Pagliacci e pagliacciate

lunedì 14 ottobre 2019


Che fosse a Napoli la kermesse dei grillini era ovvio, col supporto di Luigi De Magistris la grande affluenza risultava garantita molto più che altrove, meno che mai a Roma, dove i romani sono furibondi con la sindaca Virginia Raggi.

Meno ovvio, ma probabile invece, che Beppe Grillo nel suo stile teatrante scegliesse la maschera del pagliaccio Joker del film che, seppure in cima agli incassi mondiali, lancia un messaggio inquietante, macabro e tutt’altro che tranquillizzante. Del resto oramai in politica pagliacci e pagliacciate sono all’ordine del giorno, ecco perché per un verso continua ad aumentare l’astensionismo e per l’altro il populismo, una sorta di reazione automatica alla mancanza di idee serie e coerenti per la soluzione dei problemi del Paese.

Qui non si tratta solo delle sceneggiate da clown del comico genovese, padrone assoluto del movimento, ma del rischio di una frattura pericolosa per la democrazia rappresentativa e costituzionalmente intesa, a favore dell’ipnosi elettorale e dei clic sulla tastiera.

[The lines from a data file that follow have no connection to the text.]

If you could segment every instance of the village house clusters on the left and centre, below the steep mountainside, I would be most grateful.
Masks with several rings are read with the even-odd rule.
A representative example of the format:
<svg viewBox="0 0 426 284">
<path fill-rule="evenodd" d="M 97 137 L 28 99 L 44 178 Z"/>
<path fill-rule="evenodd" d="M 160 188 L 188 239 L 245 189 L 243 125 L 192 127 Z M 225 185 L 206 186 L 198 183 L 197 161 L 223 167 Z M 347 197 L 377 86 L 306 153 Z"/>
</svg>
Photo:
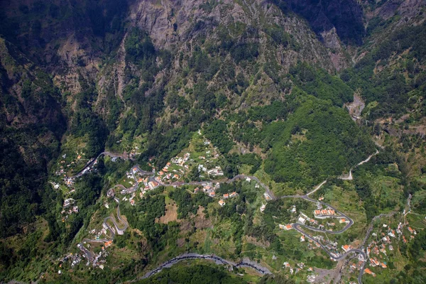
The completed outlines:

Insomma le giravolte, le abiure, le parole rinnegate, le promesse disattese come fossero facezie e quella sorta di certezza di poter fare degli elettori e del loro pensiero ciò che si vuole per orientarlo, suscita una preoccupazione che solo l’incoscienza può trascurare.

Quello che sconvolge infatti è il metodo da setta, della spinta all’orientamento purché sia, della capacità di persuasione verso il capo e verso l’indirizzo che indica di volta in volta, senza sé e senza ma. Sconvolge la naturalezza con la quale si rinneghi il principio precedente a vantaggio del successivo, pronti a rinnegarlo ancora nel futuro per un’altra posizione, è questo il post-ideologismo di Grillo e dei grillini. I Cinque Stelle infatti sono passati, si accetti il paragone, dall’ateismo alla fede, dal rigore al qualunquismo, dall’ortodossia al relativismo, a semplice comando del fondatore, tutto e il suo contrario basta che sia, basta che il potere rimanga in mano sua. Ecco perché Grillo alla kermesse ha detto: “È ovvio che siamo cambiati, è ovvio che dopo 10 anni siamo diversi, è ovvio che oggi siamo un’altra cosa”, insomma tutto normale e scontato. Secondo noi, invece, tutto studiato per condizionare la volontà elettorale.

Dal mai con nessuno al pronti alle alleanze, dall’assalto alla scatola di tonno alla perfetta integrazione, dalla guerra al sistema alla scelta di farne parte, dall’antipolitica alla politica del potere, dalla lotta solitaria ai due, tre forni e dove conviene. È così che piano piano i grillini sono arrivati prima a scegliere Matteo Salvini e poi il Partito Democratico con Matteo Renzi e Laura Boldrini; pur di non votare col rischio di sparire hanno fatto ogni genere di accordi con la sinistra, hanno confermato Giuseppe Conte perché disposto alla politica del camaleonte. Hanno scelto di cancellare Bibbiano, gli attacchi feroci a Maria Elena Boschi, la sfuriata in streaming contro Pier Luigi Bersani, la veemenza verso la giunta dell’Umbria per farla cadere, i “vaffa day” contro Renzi e Gentiloni, gli insulti a tutto spiano contro l’Europa dei tromboni. Non solo l’hanno cancellato, ma così bene da riuscire oggi a starci assieme, da confermare quanto sia giusto questo amore, da votare per la von der Leyen, da farci squadra alle Regionali come anteprima delle elezioni nazionali. Ecco perché diciamo: pagliacci e pagliacciate. I 5 Stelle sono passati dalla lotta ad Equitalia al potenziamento, dall’unità sulla Diciotti ai porti aperti, dalle accuse al Presidente alla stima permanente, dall’annullamento delle concessioni alla richiesta di partecipazioni, dalle sterilizzazioni alle rimodulazioni. E sul Pd, che dire? Chi si somiglia si piglia, italiani sveglia!